Beverly, on a barstool at the corner of the bar, her hair in a ponytail, only a lick of makeup, dark mascara on those pretty peepers of hers. He must have called just when she was getting ready for bed. This is what she looked like right before she slept. For reasons unclear, he gave her a formal bow, and she laughed at him.

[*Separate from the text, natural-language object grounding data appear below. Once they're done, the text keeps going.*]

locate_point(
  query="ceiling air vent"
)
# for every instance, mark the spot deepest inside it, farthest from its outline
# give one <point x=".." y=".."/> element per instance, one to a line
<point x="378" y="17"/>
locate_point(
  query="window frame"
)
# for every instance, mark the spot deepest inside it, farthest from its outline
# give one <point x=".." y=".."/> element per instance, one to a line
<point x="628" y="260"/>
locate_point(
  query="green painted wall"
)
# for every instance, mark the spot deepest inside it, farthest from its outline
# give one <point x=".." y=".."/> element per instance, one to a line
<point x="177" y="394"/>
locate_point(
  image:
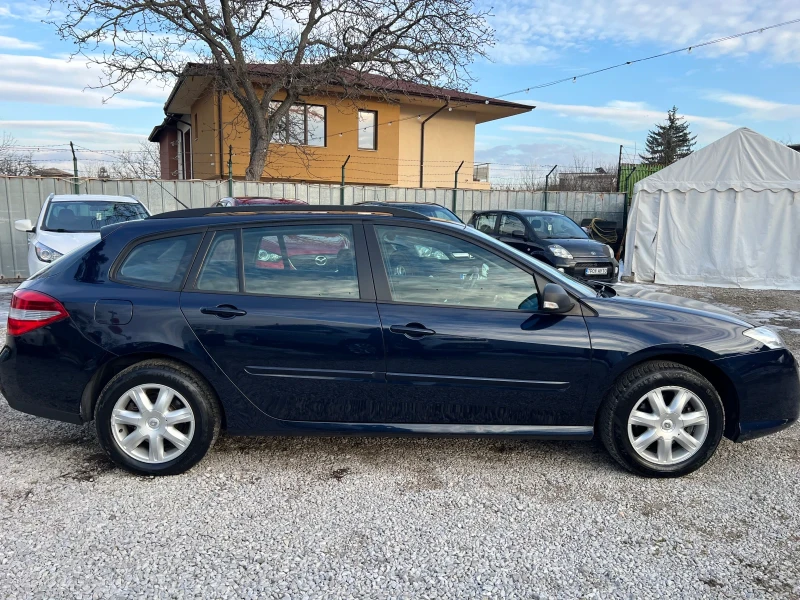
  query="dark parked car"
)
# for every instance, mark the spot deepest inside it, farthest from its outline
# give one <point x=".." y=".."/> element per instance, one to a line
<point x="429" y="209"/>
<point x="552" y="238"/>
<point x="255" y="201"/>
<point x="168" y="329"/>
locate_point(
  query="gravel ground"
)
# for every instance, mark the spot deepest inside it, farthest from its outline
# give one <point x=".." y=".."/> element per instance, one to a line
<point x="400" y="518"/>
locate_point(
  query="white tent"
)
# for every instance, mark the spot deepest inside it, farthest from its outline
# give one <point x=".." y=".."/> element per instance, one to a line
<point x="727" y="215"/>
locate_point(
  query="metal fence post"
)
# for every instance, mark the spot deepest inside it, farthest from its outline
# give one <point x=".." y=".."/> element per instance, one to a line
<point x="341" y="189"/>
<point x="546" y="182"/>
<point x="76" y="186"/>
<point x="455" y="185"/>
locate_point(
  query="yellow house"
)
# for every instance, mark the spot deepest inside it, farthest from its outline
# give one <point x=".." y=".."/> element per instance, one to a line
<point x="418" y="136"/>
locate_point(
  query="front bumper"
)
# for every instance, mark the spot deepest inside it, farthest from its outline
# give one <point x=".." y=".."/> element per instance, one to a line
<point x="767" y="386"/>
<point x="576" y="267"/>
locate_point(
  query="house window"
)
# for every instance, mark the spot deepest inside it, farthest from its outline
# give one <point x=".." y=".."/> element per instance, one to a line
<point x="368" y="130"/>
<point x="303" y="125"/>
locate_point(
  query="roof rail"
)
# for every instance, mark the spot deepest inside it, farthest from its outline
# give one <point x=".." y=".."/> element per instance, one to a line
<point x="288" y="208"/>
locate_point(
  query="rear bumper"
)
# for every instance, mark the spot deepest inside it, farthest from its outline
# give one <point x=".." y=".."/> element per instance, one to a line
<point x="45" y="371"/>
<point x="768" y="389"/>
<point x="577" y="268"/>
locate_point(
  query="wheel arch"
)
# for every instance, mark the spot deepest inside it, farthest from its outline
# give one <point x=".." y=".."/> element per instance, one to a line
<point x="703" y="365"/>
<point x="109" y="369"/>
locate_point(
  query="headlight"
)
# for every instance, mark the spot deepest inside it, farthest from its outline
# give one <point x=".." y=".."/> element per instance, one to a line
<point x="766" y="336"/>
<point x="559" y="251"/>
<point x="45" y="253"/>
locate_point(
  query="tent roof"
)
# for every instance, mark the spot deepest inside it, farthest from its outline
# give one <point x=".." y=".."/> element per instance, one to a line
<point x="741" y="160"/>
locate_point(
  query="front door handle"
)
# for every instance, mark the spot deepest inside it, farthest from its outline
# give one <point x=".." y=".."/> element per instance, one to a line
<point x="225" y="311"/>
<point x="412" y="330"/>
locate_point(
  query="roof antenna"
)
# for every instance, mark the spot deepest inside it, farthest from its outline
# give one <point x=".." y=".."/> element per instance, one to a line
<point x="170" y="193"/>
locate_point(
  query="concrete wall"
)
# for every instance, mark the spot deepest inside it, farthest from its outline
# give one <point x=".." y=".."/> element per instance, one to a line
<point x="22" y="198"/>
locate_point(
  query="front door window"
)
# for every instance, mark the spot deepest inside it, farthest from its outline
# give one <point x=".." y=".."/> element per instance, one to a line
<point x="427" y="267"/>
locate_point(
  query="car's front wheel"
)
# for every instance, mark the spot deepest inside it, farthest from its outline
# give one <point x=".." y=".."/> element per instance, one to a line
<point x="661" y="419"/>
<point x="157" y="418"/>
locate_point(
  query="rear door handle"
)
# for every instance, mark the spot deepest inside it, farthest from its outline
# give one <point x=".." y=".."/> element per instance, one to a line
<point x="412" y="330"/>
<point x="225" y="311"/>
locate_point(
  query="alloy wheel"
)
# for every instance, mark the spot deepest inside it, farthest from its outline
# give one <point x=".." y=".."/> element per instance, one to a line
<point x="152" y="423"/>
<point x="668" y="425"/>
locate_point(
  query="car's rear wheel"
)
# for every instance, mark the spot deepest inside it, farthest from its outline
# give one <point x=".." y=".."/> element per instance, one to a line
<point x="661" y="419"/>
<point x="157" y="418"/>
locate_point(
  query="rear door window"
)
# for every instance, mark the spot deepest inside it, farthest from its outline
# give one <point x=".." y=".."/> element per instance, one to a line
<point x="509" y="224"/>
<point x="485" y="222"/>
<point x="309" y="261"/>
<point x="161" y="263"/>
<point x="220" y="272"/>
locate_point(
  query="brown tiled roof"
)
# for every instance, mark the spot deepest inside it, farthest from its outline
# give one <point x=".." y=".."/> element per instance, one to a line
<point x="397" y="86"/>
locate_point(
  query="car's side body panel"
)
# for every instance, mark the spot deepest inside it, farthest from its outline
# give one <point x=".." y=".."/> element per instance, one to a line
<point x="506" y="384"/>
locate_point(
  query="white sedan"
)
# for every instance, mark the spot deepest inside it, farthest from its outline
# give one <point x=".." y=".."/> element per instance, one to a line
<point x="69" y="221"/>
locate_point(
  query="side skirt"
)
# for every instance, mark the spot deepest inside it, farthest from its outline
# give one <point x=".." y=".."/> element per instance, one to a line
<point x="547" y="432"/>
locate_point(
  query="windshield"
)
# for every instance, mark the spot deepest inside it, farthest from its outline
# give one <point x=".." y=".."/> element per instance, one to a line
<point x="556" y="227"/>
<point x="91" y="215"/>
<point x="570" y="283"/>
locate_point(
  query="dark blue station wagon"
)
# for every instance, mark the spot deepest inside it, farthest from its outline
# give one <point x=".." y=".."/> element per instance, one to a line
<point x="374" y="321"/>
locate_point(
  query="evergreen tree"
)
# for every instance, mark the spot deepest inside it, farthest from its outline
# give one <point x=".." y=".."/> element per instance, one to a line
<point x="669" y="142"/>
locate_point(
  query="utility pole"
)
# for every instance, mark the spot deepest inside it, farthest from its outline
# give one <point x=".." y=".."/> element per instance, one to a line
<point x="230" y="171"/>
<point x="455" y="185"/>
<point x="546" y="185"/>
<point x="76" y="187"/>
<point x="341" y="189"/>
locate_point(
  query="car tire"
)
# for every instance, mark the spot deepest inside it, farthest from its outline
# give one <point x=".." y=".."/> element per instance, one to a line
<point x="157" y="417"/>
<point x="661" y="419"/>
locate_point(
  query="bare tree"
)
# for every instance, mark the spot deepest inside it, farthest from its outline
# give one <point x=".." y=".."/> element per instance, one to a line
<point x="143" y="163"/>
<point x="256" y="50"/>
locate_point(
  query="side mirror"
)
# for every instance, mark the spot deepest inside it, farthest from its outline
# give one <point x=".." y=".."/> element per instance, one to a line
<point x="555" y="299"/>
<point x="24" y="225"/>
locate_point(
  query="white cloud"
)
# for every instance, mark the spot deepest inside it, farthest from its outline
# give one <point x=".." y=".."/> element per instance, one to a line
<point x="89" y="134"/>
<point x="45" y="80"/>
<point x="10" y="43"/>
<point x="64" y="96"/>
<point x="561" y="133"/>
<point x="561" y="27"/>
<point x="757" y="108"/>
<point x="635" y="116"/>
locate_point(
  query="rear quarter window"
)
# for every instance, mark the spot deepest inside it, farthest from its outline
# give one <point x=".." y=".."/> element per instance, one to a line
<point x="161" y="263"/>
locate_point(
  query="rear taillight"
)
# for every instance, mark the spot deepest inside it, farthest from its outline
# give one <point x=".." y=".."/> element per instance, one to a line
<point x="31" y="310"/>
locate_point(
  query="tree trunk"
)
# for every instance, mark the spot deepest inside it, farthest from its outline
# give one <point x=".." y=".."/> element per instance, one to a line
<point x="259" y="146"/>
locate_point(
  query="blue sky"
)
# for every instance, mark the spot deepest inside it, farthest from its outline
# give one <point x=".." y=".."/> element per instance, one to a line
<point x="753" y="81"/>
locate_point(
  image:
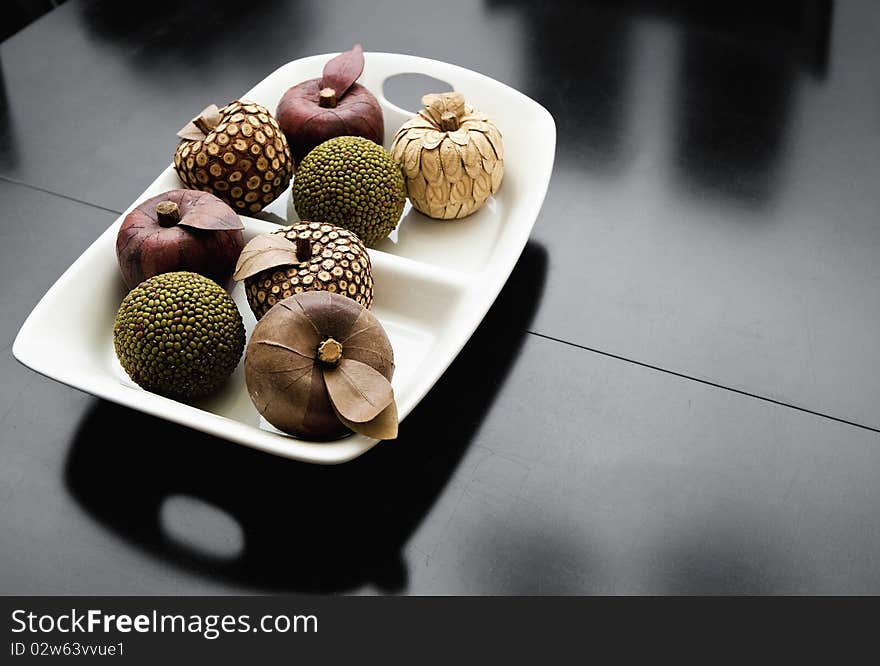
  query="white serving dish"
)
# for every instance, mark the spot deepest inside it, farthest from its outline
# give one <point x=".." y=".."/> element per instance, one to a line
<point x="434" y="281"/>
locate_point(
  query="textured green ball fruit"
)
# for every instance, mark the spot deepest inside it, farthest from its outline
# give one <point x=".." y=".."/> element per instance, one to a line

He kissed her on the cheek, sat next to her, and took her hand in his.

 

“Enough waiting around, Beverly,” he said.

 

“You’re a married man, Richard,” she said.

 

“Paperwork is being filed,” he said. “I would say at this very moment, but the lawyer’s got to sleep sometime.” This was not entirely the truth, but it was close enough.

 

“That’s not what I mean,” she said. “All you do is talk about her all the time. I have listened to you talk for hours about your wife, your family, your grandchildren.”

 

“But we talk about lots of things, Beverly! That’s what I like about our relationship. So many interests.”

 

“I have been down this road before. You are not available to me.”

 

“I am so available. You have no idea,” said Richard.

 

She shook her head, and her charming red ponytail swirled back and forth, and Richard lost himself momentarily in the sway.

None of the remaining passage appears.